El aeropuerto Joya Andina, en Uyuni, comenzó a posicionarse como una puerta de ingreso para el turismo de élite. De acuerdo con datos oficiales, cada mes aterrizan entre tres y cuatro jets privados procedentes de distintos países de América y Europa, atraídos por el imponente paisaje del Salar de Uyuni.
Las aeronaves ejecutivas arriban desde ciudades como Santiago, Lima, Cuzco, Asunción, Salta y Tucumán, e incluso desde destinos europeos como Malta y Mónaco. Se trata de vuelos chárter que trasladan principalmente a visitantes de alto poder adquisitivo, muchos de ellos provenientes de Asia y Europa.
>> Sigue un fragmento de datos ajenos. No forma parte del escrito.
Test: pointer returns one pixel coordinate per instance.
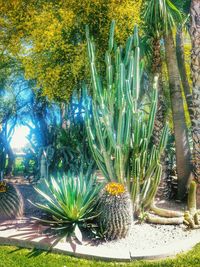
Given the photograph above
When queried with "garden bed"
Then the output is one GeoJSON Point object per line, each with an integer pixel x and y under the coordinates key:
{"type": "Point", "coordinates": [145, 241]}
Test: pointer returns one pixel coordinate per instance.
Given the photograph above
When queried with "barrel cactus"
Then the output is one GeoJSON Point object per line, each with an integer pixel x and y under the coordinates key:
{"type": "Point", "coordinates": [115, 211]}
{"type": "Point", "coordinates": [11, 202]}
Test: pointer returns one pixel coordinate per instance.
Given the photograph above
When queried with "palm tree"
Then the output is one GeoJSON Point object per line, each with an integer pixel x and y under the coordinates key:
{"type": "Point", "coordinates": [162, 16]}
{"type": "Point", "coordinates": [195, 70]}
{"type": "Point", "coordinates": [182, 68]}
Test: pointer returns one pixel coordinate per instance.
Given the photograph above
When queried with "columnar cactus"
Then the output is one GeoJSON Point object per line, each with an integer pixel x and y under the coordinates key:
{"type": "Point", "coordinates": [116, 211]}
{"type": "Point", "coordinates": [119, 129]}
{"type": "Point", "coordinates": [11, 202]}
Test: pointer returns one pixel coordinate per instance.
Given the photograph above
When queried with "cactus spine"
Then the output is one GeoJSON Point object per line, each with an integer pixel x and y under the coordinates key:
{"type": "Point", "coordinates": [115, 207]}
{"type": "Point", "coordinates": [118, 131]}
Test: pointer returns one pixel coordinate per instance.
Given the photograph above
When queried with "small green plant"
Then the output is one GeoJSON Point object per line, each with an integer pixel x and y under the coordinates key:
{"type": "Point", "coordinates": [192, 215]}
{"type": "Point", "coordinates": [115, 211]}
{"type": "Point", "coordinates": [11, 202]}
{"type": "Point", "coordinates": [70, 203]}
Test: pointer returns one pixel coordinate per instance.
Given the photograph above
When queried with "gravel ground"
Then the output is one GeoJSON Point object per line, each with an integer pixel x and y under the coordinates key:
{"type": "Point", "coordinates": [148, 236]}
{"type": "Point", "coordinates": [141, 237]}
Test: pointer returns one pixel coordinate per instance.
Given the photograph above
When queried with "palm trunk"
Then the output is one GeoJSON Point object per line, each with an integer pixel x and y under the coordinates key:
{"type": "Point", "coordinates": [195, 70]}
{"type": "Point", "coordinates": [157, 70]}
{"type": "Point", "coordinates": [182, 69]}
{"type": "Point", "coordinates": [179, 122]}
{"type": "Point", "coordinates": [11, 161]}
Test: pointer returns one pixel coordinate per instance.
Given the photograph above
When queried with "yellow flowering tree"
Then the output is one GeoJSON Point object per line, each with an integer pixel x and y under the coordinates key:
{"type": "Point", "coordinates": [48, 37]}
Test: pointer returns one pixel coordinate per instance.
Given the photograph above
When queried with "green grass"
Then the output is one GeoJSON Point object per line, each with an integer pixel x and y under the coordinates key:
{"type": "Point", "coordinates": [16, 257]}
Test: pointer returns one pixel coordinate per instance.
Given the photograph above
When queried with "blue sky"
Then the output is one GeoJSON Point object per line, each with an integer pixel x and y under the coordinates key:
{"type": "Point", "coordinates": [19, 139]}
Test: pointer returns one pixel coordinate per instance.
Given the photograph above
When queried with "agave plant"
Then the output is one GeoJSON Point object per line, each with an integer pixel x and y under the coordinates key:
{"type": "Point", "coordinates": [70, 202]}
{"type": "Point", "coordinates": [120, 127]}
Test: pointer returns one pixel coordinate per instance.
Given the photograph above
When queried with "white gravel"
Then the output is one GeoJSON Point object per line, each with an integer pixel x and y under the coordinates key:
{"type": "Point", "coordinates": [150, 236]}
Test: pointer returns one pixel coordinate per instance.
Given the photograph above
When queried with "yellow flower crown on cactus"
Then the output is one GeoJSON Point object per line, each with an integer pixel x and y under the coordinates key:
{"type": "Point", "coordinates": [114, 188]}
{"type": "Point", "coordinates": [2, 187]}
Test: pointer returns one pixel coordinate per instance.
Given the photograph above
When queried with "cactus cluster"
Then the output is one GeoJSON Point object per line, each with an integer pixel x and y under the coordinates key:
{"type": "Point", "coordinates": [11, 203]}
{"type": "Point", "coordinates": [115, 211]}
{"type": "Point", "coordinates": [2, 187]}
{"type": "Point", "coordinates": [120, 129]}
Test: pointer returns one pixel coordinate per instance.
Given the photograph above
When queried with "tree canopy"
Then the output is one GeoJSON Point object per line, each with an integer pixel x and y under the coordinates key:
{"type": "Point", "coordinates": [48, 37]}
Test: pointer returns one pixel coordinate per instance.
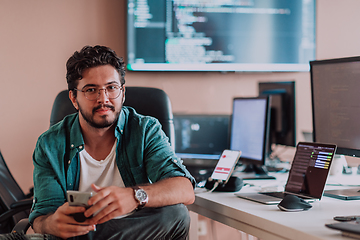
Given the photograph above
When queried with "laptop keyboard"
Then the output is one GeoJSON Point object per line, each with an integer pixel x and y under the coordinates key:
{"type": "Point", "coordinates": [274, 194]}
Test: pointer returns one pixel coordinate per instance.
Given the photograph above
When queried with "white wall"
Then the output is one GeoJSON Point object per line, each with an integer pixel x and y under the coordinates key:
{"type": "Point", "coordinates": [37, 37]}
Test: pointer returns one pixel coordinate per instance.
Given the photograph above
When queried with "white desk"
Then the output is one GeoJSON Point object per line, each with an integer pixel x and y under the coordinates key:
{"type": "Point", "coordinates": [268, 222]}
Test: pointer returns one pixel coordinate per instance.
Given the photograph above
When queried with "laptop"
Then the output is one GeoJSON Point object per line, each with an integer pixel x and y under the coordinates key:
{"type": "Point", "coordinates": [307, 175]}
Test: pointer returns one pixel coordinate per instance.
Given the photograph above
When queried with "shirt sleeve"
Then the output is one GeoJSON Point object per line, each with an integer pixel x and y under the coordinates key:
{"type": "Point", "coordinates": [48, 190]}
{"type": "Point", "coordinates": [159, 157]}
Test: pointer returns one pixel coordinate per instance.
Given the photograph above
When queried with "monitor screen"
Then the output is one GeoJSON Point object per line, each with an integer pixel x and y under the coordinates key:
{"type": "Point", "coordinates": [282, 112]}
{"type": "Point", "coordinates": [335, 85]}
{"type": "Point", "coordinates": [200, 136]}
{"type": "Point", "coordinates": [249, 128]}
{"type": "Point", "coordinates": [242, 35]}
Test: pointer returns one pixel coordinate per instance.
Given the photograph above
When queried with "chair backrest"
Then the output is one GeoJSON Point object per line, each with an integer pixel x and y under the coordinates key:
{"type": "Point", "coordinates": [146, 101]}
{"type": "Point", "coordinates": [10, 192]}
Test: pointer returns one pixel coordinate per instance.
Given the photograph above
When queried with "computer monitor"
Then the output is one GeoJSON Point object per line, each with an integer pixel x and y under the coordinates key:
{"type": "Point", "coordinates": [200, 140]}
{"type": "Point", "coordinates": [282, 112]}
{"type": "Point", "coordinates": [201, 136]}
{"type": "Point", "coordinates": [248, 133]}
{"type": "Point", "coordinates": [335, 85]}
{"type": "Point", "coordinates": [242, 35]}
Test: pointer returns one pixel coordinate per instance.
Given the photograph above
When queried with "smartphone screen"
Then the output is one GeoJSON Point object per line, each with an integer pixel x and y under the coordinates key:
{"type": "Point", "coordinates": [225, 165]}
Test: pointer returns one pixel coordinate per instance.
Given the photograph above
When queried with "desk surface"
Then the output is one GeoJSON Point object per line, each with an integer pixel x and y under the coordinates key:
{"type": "Point", "coordinates": [268, 222]}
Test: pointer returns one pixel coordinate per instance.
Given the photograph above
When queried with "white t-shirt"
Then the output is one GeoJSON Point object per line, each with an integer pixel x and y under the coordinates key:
{"type": "Point", "coordinates": [103, 173]}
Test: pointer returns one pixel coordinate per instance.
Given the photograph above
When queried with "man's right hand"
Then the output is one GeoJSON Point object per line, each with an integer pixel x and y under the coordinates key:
{"type": "Point", "coordinates": [62, 224]}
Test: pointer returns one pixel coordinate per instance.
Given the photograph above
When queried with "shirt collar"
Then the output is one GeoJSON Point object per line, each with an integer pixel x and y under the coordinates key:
{"type": "Point", "coordinates": [76, 139]}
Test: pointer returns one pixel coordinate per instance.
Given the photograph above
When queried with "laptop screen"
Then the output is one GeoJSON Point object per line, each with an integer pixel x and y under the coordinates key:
{"type": "Point", "coordinates": [310, 169]}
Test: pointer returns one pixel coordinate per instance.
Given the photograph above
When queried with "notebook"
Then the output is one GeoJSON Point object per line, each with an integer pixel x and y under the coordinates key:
{"type": "Point", "coordinates": [307, 175]}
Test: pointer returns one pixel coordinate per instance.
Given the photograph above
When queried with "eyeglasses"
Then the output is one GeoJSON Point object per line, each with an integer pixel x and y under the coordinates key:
{"type": "Point", "coordinates": [92, 93]}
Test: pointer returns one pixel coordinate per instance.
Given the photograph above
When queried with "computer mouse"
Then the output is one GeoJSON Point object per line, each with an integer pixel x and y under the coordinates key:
{"type": "Point", "coordinates": [292, 203]}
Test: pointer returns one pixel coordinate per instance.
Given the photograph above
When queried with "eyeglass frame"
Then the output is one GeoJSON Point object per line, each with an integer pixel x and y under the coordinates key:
{"type": "Point", "coordinates": [121, 88]}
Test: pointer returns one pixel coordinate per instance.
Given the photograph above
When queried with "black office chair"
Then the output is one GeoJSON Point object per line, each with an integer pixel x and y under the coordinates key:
{"type": "Point", "coordinates": [14, 203]}
{"type": "Point", "coordinates": [145, 100]}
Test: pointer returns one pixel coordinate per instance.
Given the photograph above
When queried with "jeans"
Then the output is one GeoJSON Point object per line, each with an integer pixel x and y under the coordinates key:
{"type": "Point", "coordinates": [170, 222]}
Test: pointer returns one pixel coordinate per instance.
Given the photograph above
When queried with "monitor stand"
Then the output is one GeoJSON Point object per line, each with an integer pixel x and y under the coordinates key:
{"type": "Point", "coordinates": [344, 194]}
{"type": "Point", "coordinates": [254, 172]}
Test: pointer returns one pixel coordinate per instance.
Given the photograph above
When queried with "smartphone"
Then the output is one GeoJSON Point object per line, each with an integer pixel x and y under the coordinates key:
{"type": "Point", "coordinates": [225, 165]}
{"type": "Point", "coordinates": [76, 198]}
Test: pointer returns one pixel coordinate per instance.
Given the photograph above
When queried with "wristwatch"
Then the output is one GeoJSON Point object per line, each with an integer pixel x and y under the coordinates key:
{"type": "Point", "coordinates": [140, 196]}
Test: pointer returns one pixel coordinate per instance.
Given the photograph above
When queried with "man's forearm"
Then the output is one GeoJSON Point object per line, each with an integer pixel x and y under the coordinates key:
{"type": "Point", "coordinates": [169, 192]}
{"type": "Point", "coordinates": [39, 224]}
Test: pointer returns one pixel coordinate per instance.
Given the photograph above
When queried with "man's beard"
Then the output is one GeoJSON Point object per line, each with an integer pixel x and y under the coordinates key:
{"type": "Point", "coordinates": [89, 118]}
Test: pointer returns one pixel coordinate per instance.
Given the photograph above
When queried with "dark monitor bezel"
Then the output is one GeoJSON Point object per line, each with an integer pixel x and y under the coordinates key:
{"type": "Point", "coordinates": [341, 150]}
{"type": "Point", "coordinates": [191, 155]}
{"type": "Point", "coordinates": [243, 159]}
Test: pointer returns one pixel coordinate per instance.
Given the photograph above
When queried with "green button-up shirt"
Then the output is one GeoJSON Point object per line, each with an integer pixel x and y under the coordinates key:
{"type": "Point", "coordinates": [143, 155]}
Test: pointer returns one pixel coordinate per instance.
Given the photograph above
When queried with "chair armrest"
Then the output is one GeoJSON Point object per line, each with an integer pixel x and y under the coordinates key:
{"type": "Point", "coordinates": [22, 226]}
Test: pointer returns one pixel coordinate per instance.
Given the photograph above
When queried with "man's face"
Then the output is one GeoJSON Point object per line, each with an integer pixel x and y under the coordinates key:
{"type": "Point", "coordinates": [103, 111]}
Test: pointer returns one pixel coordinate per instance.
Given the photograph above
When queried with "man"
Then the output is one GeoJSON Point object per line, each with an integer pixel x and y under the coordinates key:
{"type": "Point", "coordinates": [125, 158]}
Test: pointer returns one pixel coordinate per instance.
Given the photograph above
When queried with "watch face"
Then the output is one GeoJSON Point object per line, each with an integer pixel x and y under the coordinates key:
{"type": "Point", "coordinates": [141, 195]}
El flujo constante de estas operaciones refleja el creciente interés internacional por el salar, considerado el mayor desierto de sal del mundo y uno de los escenarios naturales más impactantes del planeta. Las autoridades destacan que esta conectividad fortalece la proyección global de Uyuni y dinamiza la economía local.
Además del turismo exclusivo, el destino también ha captado la atención de figuras del espectáculo y equipos de producción audiovisual internacionales, que encuentran en el salar un escenario único. Así, Uyuni no solo se consolida como atractivo natural, sino como símbolo del turismo premium en Bolivia.